Key stats from the report include:
- UK automotive manufacturing sector turnover climbed from £46.3bn in 2003 to £64.1bn in 2013.
- Confirmed total value of £17.6 billion in low carbon investments
- Average new car tailpipe CO2 emissions have fallen by 25% to below the threshold of 130g/km
LowCVP managing director, Andy Eastlake said: ‘The emphasis of policy makers on environmental achievements and “green growth” has bolstered the foundations of the UK automotive sector.
‘Experience over the last 10 years shows that a consistent policy approach based on collaboration between all stakeholders can deliver dividends. This represents the first strides on the road to meeting the environmental imperative of decarbonising road transport by 2050.
‘There are, however, no grounds for complacency and the job is far from done. We urgently need to repeat the success seen in our passenger car and bus sectors, in all aspects of road transport such as the truck and commercial vehicle industries and of course the supply of low carbon fuels and energy to power all forms of transport.’
Commenting on the report, Greg Archer, clean vehicles policy manager at environmental NGO Transport & Environment, said: ‘This report shows that Europe's policy to reduce CO2 emissions from new cars and vans is delivering the much-needed investment boost, level playing field and long term certainty that the car industry needs. It is therefore essential that this long-term market signal is maintained by setting 2025 CO2 limits for cars and vans – something the UK automotive industry should now embrace.
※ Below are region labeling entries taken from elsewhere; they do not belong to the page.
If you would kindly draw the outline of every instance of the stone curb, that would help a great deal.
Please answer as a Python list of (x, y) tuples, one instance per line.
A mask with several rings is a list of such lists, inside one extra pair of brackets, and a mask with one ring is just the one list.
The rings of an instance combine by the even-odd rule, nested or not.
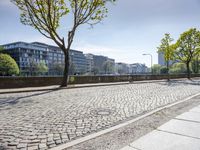
[(132, 124), (132, 123), (134, 123), (134, 122), (136, 122), (136, 121), (138, 121), (138, 120), (141, 120), (141, 119), (143, 119), (143, 118), (146, 118), (146, 117), (148, 117), (148, 116), (150, 116), (150, 115), (152, 115), (152, 114), (154, 114), (154, 113), (156, 113), (156, 112), (159, 112), (159, 111), (161, 111), (161, 110), (163, 110), (163, 109), (170, 108), (170, 107), (175, 106), (175, 105), (177, 105), (177, 104), (180, 104), (180, 103), (183, 103), (183, 102), (185, 102), (185, 101), (188, 101), (188, 100), (190, 100), (190, 99), (192, 99), (192, 98), (194, 98), (194, 97), (196, 97), (196, 96), (199, 96), (199, 95), (200, 95), (200, 93), (197, 93), (197, 94), (192, 95), (192, 96), (189, 96), (189, 97), (187, 97), (187, 98), (185, 98), (185, 99), (183, 99), (183, 100), (181, 100), (181, 101), (178, 101), (178, 102), (175, 102), (175, 103), (172, 103), (172, 104), (165, 105), (165, 106), (163, 106), (163, 107), (160, 107), (160, 108), (157, 108), (157, 109), (155, 109), (155, 110), (152, 110), (152, 111), (150, 111), (150, 112), (148, 112), (148, 113), (146, 113), (146, 114), (144, 114), (144, 115), (142, 115), (142, 116), (139, 116), (139, 117), (137, 117), (137, 118), (134, 118), (134, 119), (132, 119), (132, 120), (129, 120), (129, 121), (126, 121), (126, 122), (124, 122), (124, 123), (121, 123), (121, 124), (118, 124), (118, 125), (116, 125), (116, 126), (113, 126), (113, 127), (111, 127), (111, 128), (108, 128), (108, 129), (99, 131), (99, 132), (97, 132), (97, 133), (93, 133), (93, 134), (90, 134), (90, 135), (88, 135), (88, 136), (85, 136), (85, 137), (76, 139), (76, 140), (74, 140), (74, 141), (71, 141), (71, 142), (68, 142), (68, 143), (65, 143), (65, 144), (56, 146), (56, 147), (54, 147), (54, 148), (51, 148), (50, 150), (63, 150), (63, 149), (67, 149), (67, 148), (69, 148), (69, 147), (72, 147), (72, 146), (74, 146), (74, 145), (77, 145), (77, 144), (86, 142), (86, 141), (88, 141), (88, 140), (94, 139), (94, 138), (99, 137), (99, 136), (101, 136), (101, 135), (104, 135), (104, 134), (107, 134), (107, 133), (112, 132), (112, 131), (114, 131), (114, 130), (117, 130), (117, 129), (121, 128), (121, 127), (125, 127), (125, 126), (127, 126), (127, 125), (130, 125), (130, 124)]
[[(100, 87), (100, 86), (113, 86), (113, 85), (125, 85), (125, 84), (142, 84), (142, 83), (155, 83), (155, 82), (165, 82), (166, 80), (144, 80), (144, 81), (133, 81), (133, 82), (114, 82), (114, 83), (102, 83), (102, 84), (79, 84), (79, 85), (69, 85), (69, 87), (56, 87), (55, 88), (41, 88), (41, 89), (20, 89), (20, 90), (14, 90), (9, 89), (5, 91), (1, 91), (0, 94), (11, 94), (11, 93), (24, 93), (24, 92), (40, 92), (40, 91), (56, 91), (56, 90), (62, 90), (62, 89), (75, 89), (75, 88), (87, 88), (87, 87)], [(35, 87), (33, 87), (35, 88)]]

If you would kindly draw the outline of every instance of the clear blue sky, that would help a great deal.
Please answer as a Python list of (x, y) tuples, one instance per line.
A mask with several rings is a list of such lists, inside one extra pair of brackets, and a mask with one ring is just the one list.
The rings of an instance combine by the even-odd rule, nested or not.
[[(177, 39), (191, 27), (200, 28), (200, 0), (118, 0), (108, 8), (108, 17), (101, 24), (93, 29), (79, 28), (73, 49), (109, 56), (116, 62), (150, 66), (150, 58), (142, 54), (153, 54), (153, 63), (157, 63), (156, 48), (164, 33)], [(16, 41), (55, 45), (33, 28), (22, 25), (19, 11), (10, 0), (0, 0), (0, 22), (0, 45)], [(59, 31), (66, 35), (70, 20), (62, 22)]]

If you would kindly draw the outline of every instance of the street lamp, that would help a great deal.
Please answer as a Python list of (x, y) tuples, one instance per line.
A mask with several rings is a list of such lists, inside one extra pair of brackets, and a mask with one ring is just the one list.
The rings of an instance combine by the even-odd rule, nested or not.
[(152, 66), (153, 66), (153, 56), (152, 56), (151, 54), (142, 54), (142, 55), (144, 55), (144, 56), (146, 56), (146, 55), (151, 56), (151, 74), (153, 74), (153, 71), (152, 71)]

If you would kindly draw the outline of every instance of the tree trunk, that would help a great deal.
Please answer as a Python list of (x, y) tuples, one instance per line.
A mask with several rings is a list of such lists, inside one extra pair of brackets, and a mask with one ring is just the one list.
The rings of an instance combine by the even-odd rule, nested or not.
[(191, 76), (190, 76), (190, 63), (189, 62), (186, 63), (186, 67), (187, 67), (187, 78), (190, 79)]
[(167, 61), (167, 81), (170, 80), (170, 76), (169, 76), (169, 61)]
[(64, 66), (64, 72), (63, 72), (63, 79), (60, 87), (67, 87), (68, 85), (68, 74), (69, 74), (69, 49), (65, 50), (65, 66)]

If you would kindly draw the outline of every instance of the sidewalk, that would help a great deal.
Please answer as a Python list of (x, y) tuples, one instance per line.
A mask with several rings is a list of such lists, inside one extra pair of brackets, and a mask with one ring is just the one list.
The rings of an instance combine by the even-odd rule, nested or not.
[(200, 105), (121, 150), (200, 150)]
[[(193, 78), (197, 83), (200, 84), (198, 80), (200, 78)], [(123, 85), (123, 84), (141, 84), (141, 83), (155, 83), (155, 82), (166, 82), (166, 79), (163, 80), (143, 80), (143, 81), (125, 81), (125, 82), (109, 82), (109, 83), (89, 83), (89, 84), (70, 84), (68, 87), (64, 87), (62, 89), (73, 89), (73, 88), (85, 88), (85, 87), (96, 87), (96, 86), (113, 86), (113, 85)], [(171, 81), (182, 82), (190, 84), (190, 80), (188, 81), (186, 78), (180, 79), (171, 79)], [(38, 92), (38, 91), (48, 91), (48, 90), (58, 90), (61, 89), (59, 85), (52, 86), (43, 86), (43, 87), (25, 87), (25, 88), (11, 88), (11, 89), (0, 89), (0, 94), (9, 94), (9, 93), (21, 93), (21, 92)]]

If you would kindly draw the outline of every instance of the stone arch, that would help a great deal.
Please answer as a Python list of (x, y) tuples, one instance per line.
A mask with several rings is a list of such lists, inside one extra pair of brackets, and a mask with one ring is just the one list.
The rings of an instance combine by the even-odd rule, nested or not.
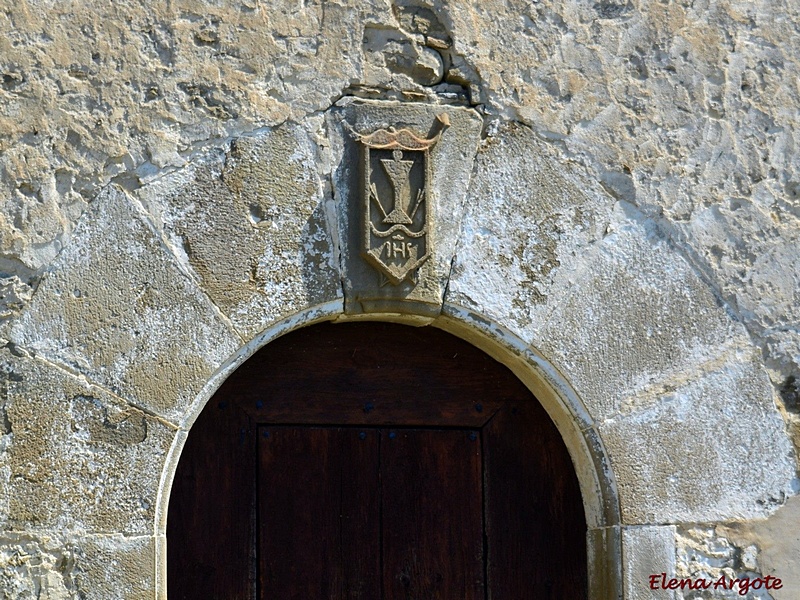
[[(441, 111), (434, 256), (413, 293), (364, 302), (344, 123)], [(669, 571), (676, 524), (780, 505), (791, 444), (741, 324), (654, 222), (490, 125), (348, 100), (105, 189), (3, 334), (7, 543), (89, 598), (160, 597), (164, 465), (194, 416), (271, 336), (336, 318), (432, 323), (531, 387), (582, 480), (598, 597)]]
[[(586, 514), (590, 560), (591, 598), (617, 598), (622, 594), (621, 518), (614, 475), (595, 424), (569, 382), (534, 349), (499, 324), (473, 313), (453, 314), (434, 320), (410, 314), (374, 314), (369, 319), (352, 319), (342, 306), (332, 303), (310, 307), (268, 328), (231, 356), (203, 387), (187, 412), (187, 419), (175, 436), (161, 473), (156, 508), (156, 534), (166, 539), (170, 489), (180, 454), (191, 425), (222, 382), (276, 338), (323, 321), (391, 321), (412, 326), (431, 325), (477, 346), (509, 369), (528, 387), (544, 406), (562, 435), (572, 457), (581, 487)], [(166, 597), (166, 549), (159, 545), (156, 581)]]

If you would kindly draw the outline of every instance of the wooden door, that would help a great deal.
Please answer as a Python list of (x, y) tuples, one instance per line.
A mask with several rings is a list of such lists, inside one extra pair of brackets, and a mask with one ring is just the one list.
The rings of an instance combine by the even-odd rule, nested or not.
[(318, 325), (192, 428), (169, 599), (580, 599), (585, 534), (563, 442), (505, 367), (432, 328)]

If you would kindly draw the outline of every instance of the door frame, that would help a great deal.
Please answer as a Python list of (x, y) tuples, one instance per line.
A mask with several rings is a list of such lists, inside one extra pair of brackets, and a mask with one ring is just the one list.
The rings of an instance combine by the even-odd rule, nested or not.
[[(619, 496), (608, 454), (596, 424), (568, 380), (537, 350), (492, 319), (448, 307), (435, 318), (415, 314), (343, 314), (341, 302), (329, 302), (288, 317), (263, 331), (206, 382), (175, 437), (159, 481), (156, 506), (155, 571), (157, 597), (167, 599), (166, 530), (172, 481), (192, 424), (217, 389), (256, 351), (295, 329), (325, 321), (386, 321), (411, 326), (431, 325), (476, 346), (508, 367), (549, 414), (572, 459), (580, 485), (587, 526), (590, 600), (623, 597), (622, 534)], [(313, 369), (313, 367), (311, 367)]]

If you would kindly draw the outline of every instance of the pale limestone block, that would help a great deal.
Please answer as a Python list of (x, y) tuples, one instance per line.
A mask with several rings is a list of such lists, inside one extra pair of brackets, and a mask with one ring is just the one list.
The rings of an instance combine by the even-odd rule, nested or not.
[[(738, 548), (755, 548), (756, 571), (762, 576), (771, 575), (781, 579), (781, 588), (770, 594), (775, 600), (795, 600), (800, 597), (800, 496), (786, 501), (768, 519), (746, 523), (731, 523), (717, 527), (720, 537), (730, 540)], [(685, 546), (689, 548), (689, 544)], [(744, 552), (740, 553), (744, 555)], [(702, 556), (702, 555), (701, 555)], [(686, 558), (692, 555), (686, 553)], [(694, 561), (687, 560), (691, 569)], [(752, 565), (750, 566), (752, 569)]]
[(626, 524), (763, 517), (794, 493), (794, 453), (756, 357), (733, 353), (599, 423)]
[(85, 380), (0, 351), (7, 488), (14, 530), (146, 534), (176, 430)]
[(153, 600), (154, 538), (0, 534), (0, 597)]
[[(675, 592), (661, 589), (675, 577), (675, 527), (624, 527), (622, 529), (622, 564), (625, 600), (673, 600)], [(658, 575), (656, 587), (650, 588), (650, 576)]]
[[(361, 256), (364, 236), (361, 148), (350, 128), (359, 134), (388, 127), (409, 128), (428, 137), (435, 133), (437, 116), (442, 114), (447, 115), (450, 125), (430, 150), (433, 174), (432, 181), (426, 184), (430, 193), (430, 200), (426, 202), (432, 254), (418, 269), (416, 285), (404, 281), (397, 286), (390, 283), (381, 286), (378, 271)], [(481, 119), (472, 110), (451, 106), (349, 100), (329, 113), (328, 124), (335, 165), (333, 186), (341, 240), (345, 311), (349, 314), (414, 311), (438, 314), (458, 240)], [(411, 303), (416, 306), (413, 310), (408, 308)]]
[(245, 339), (342, 298), (316, 143), (298, 125), (233, 141), (137, 191)]
[(613, 415), (626, 395), (749, 345), (712, 290), (633, 207), (615, 207), (606, 235), (581, 260), (569, 295), (532, 343), (595, 419)]
[(507, 125), (478, 153), (447, 303), (491, 317), (525, 340), (573, 292), (611, 198), (579, 187), (527, 127)]
[(176, 422), (239, 338), (116, 187), (14, 323), (14, 343)]

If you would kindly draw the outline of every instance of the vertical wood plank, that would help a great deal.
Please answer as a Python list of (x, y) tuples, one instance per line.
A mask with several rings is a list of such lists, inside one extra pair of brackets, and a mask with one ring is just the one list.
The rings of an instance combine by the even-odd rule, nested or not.
[(259, 431), (260, 599), (380, 598), (377, 431)]
[(255, 448), (250, 419), (217, 394), (189, 432), (172, 484), (170, 600), (256, 597)]
[(537, 402), (483, 428), (490, 598), (587, 597), (586, 521), (569, 454)]
[(476, 432), (384, 431), (381, 487), (385, 600), (483, 600)]

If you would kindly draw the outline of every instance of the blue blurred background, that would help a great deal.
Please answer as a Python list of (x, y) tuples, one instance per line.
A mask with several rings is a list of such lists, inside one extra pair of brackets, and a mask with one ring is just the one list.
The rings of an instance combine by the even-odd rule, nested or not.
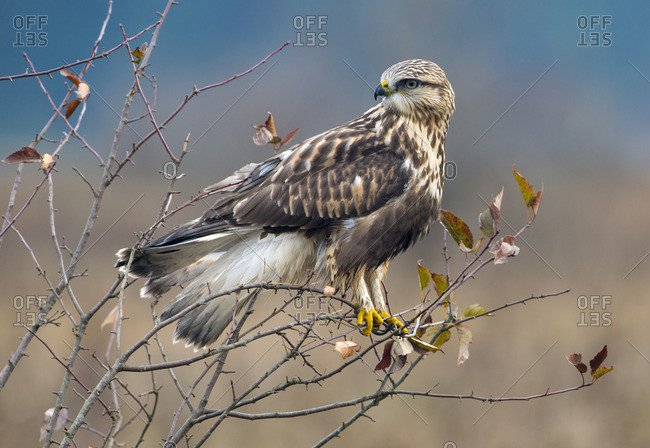
[[(121, 41), (118, 24), (132, 35), (155, 21), (155, 11), (163, 8), (162, 2), (116, 1), (101, 48)], [(192, 135), (192, 152), (183, 167), (187, 175), (177, 185), (182, 191), (179, 200), (241, 165), (271, 154), (269, 148), (256, 147), (251, 139), (250, 125), (263, 121), (267, 111), (273, 112), (281, 133), (299, 127), (297, 139), (307, 138), (371, 107), (369, 86), (377, 84), (387, 66), (410, 58), (433, 60), (446, 71), (457, 100), (447, 140), (447, 158), (456, 164), (457, 176), (446, 183), (445, 208), (476, 228), (475, 217), (485, 208), (478, 195), (489, 199), (504, 185), (504, 218), (517, 227), (525, 220), (525, 211), (512, 179), (512, 165), (535, 185), (544, 182), (540, 216), (525, 235), (526, 242), (520, 244), (522, 253), (507, 265), (483, 273), (459, 293), (458, 300), (496, 306), (531, 293), (572, 291), (560, 299), (477, 322), (470, 360), (457, 368), (450, 348), (452, 353), (446, 357), (427, 361), (412, 379), (412, 388), (439, 383), (441, 392), (474, 390), (500, 395), (554, 343), (508, 394), (526, 395), (574, 384), (575, 372), (566, 364), (565, 353), (583, 351), (587, 357), (608, 344), (608, 362), (616, 366), (594, 388), (531, 403), (498, 405), (476, 425), (472, 422), (487, 405), (414, 402), (428, 422), (425, 425), (394, 400), (372, 414), (381, 425), (362, 422), (334, 445), (364, 445), (360, 440), (430, 446), (452, 440), (459, 448), (650, 443), (650, 428), (645, 424), (650, 366), (644, 358), (650, 356), (650, 336), (645, 330), (650, 317), (646, 281), (650, 260), (638, 263), (650, 251), (650, 212), (645, 199), (650, 188), (649, 13), (650, 4), (640, 1), (181, 1), (173, 7), (147, 69), (157, 81), (159, 120), (166, 118), (193, 86), (242, 72), (283, 42), (292, 42), (250, 75), (200, 94), (166, 129), (173, 148), (180, 148), (188, 132)], [(87, 57), (105, 14), (102, 2), (3, 2), (0, 75), (25, 71), (23, 51), (41, 70)], [(44, 16), (47, 23), (42, 29), (28, 30), (23, 20), (30, 15)], [(314, 16), (315, 23), (311, 23)], [(46, 45), (22, 45), (27, 33), (34, 31), (46, 33)], [(149, 40), (150, 35), (134, 44)], [(312, 38), (321, 45), (306, 45)], [(132, 78), (125, 49), (95, 61), (86, 77), (93, 93), (80, 132), (102, 154), (109, 150)], [(55, 101), (65, 94), (58, 74), (43, 81)], [(147, 93), (151, 93), (150, 86)], [(28, 144), (52, 110), (33, 78), (0, 82), (0, 98), (4, 156)], [(144, 108), (138, 105), (132, 117), (143, 113)], [(129, 127), (121, 153), (150, 128), (146, 119)], [(48, 137), (60, 138), (64, 130), (57, 122)], [(55, 146), (43, 142), (39, 150), (47, 152)], [(96, 235), (109, 228), (110, 233), (85, 260), (95, 274), (92, 282), (80, 279), (79, 288), (87, 288), (85, 303), (97, 299), (98, 282), (109, 285), (113, 280), (112, 254), (132, 244), (133, 233), (155, 218), (167, 189), (168, 182), (159, 173), (165, 160), (158, 140), (152, 138), (107, 199)], [(60, 233), (74, 241), (91, 198), (75, 177), (73, 166), (93, 180), (100, 171), (78, 142), (65, 147), (57, 164)], [(40, 179), (31, 168), (25, 170), (25, 188), (18, 203)], [(14, 171), (0, 166), (3, 203)], [(110, 227), (142, 193), (145, 200)], [(54, 258), (48, 258), (52, 254), (47, 253), (51, 251), (47, 209), (44, 196), (39, 197), (42, 204), (17, 225), (42, 251), (45, 262), (53, 262)], [(5, 206), (0, 206), (4, 210)], [(196, 213), (194, 210), (182, 218)], [(441, 269), (441, 238), (441, 230), (434, 229), (394, 263), (388, 282), (391, 301), (406, 306), (416, 300), (416, 260)], [(0, 327), (0, 340), (4, 341), (0, 348), (4, 358), (23, 333), (11, 325), (16, 314), (11, 298), (38, 293), (43, 286), (35, 280), (29, 254), (15, 235), (8, 234), (6, 240), (0, 249), (0, 297), (5, 302), (0, 304), (5, 323)], [(454, 254), (453, 262), (458, 267), (464, 258)], [(56, 264), (51, 269), (54, 272)], [(130, 294), (133, 306), (139, 306), (135, 305), (135, 292)], [(611, 295), (607, 309), (586, 312), (611, 313), (612, 325), (579, 326), (585, 313), (579, 307), (581, 295)], [(147, 323), (145, 320), (142, 325)], [(106, 335), (96, 330), (93, 338), (101, 346)], [(38, 399), (18, 409), (7, 399), (0, 403), (3, 438), (20, 446), (33, 445), (41, 413), (51, 406), (50, 392), (58, 387), (56, 377), (43, 378), (39, 372), (39, 366), (51, 362), (47, 354), (43, 352), (39, 358), (40, 347), (33, 350), (30, 361), (21, 367), (21, 377), (13, 381), (14, 388), (18, 384), (37, 388)], [(246, 360), (242, 365), (246, 366)], [(360, 381), (372, 387), (375, 377), (360, 370), (354, 378), (342, 381), (341, 396), (350, 398), (350, 383)], [(15, 400), (22, 396), (20, 390), (4, 393)], [(292, 409), (327, 397), (325, 392), (314, 391), (282, 403)], [(74, 397), (71, 400), (74, 402)], [(171, 402), (167, 409), (171, 409), (170, 416), (175, 406), (177, 403)], [(246, 423), (236, 422), (226, 428), (221, 439), (215, 436), (215, 441), (223, 441), (224, 446), (235, 441), (251, 446), (308, 445), (348, 414), (303, 419), (305, 425), (297, 424), (290, 433), (283, 430), (282, 422), (253, 425), (272, 434), (270, 438), (261, 431), (246, 431)], [(163, 420), (160, 437), (168, 427), (169, 419)], [(377, 432), (368, 438), (365, 431)]]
‘In the area of fuels and lorries, where the EU policy framework is weak, or even absent, so too have been the green growth opportunities for UK business. For the sake of reaping the wider economic benefits of smart laws, the EU should conclude discussions on fuel regulations to 2020, establish a policy framework post 2020 and introduce a law to drive stagnated truck fuel economy and CO2 emissions.’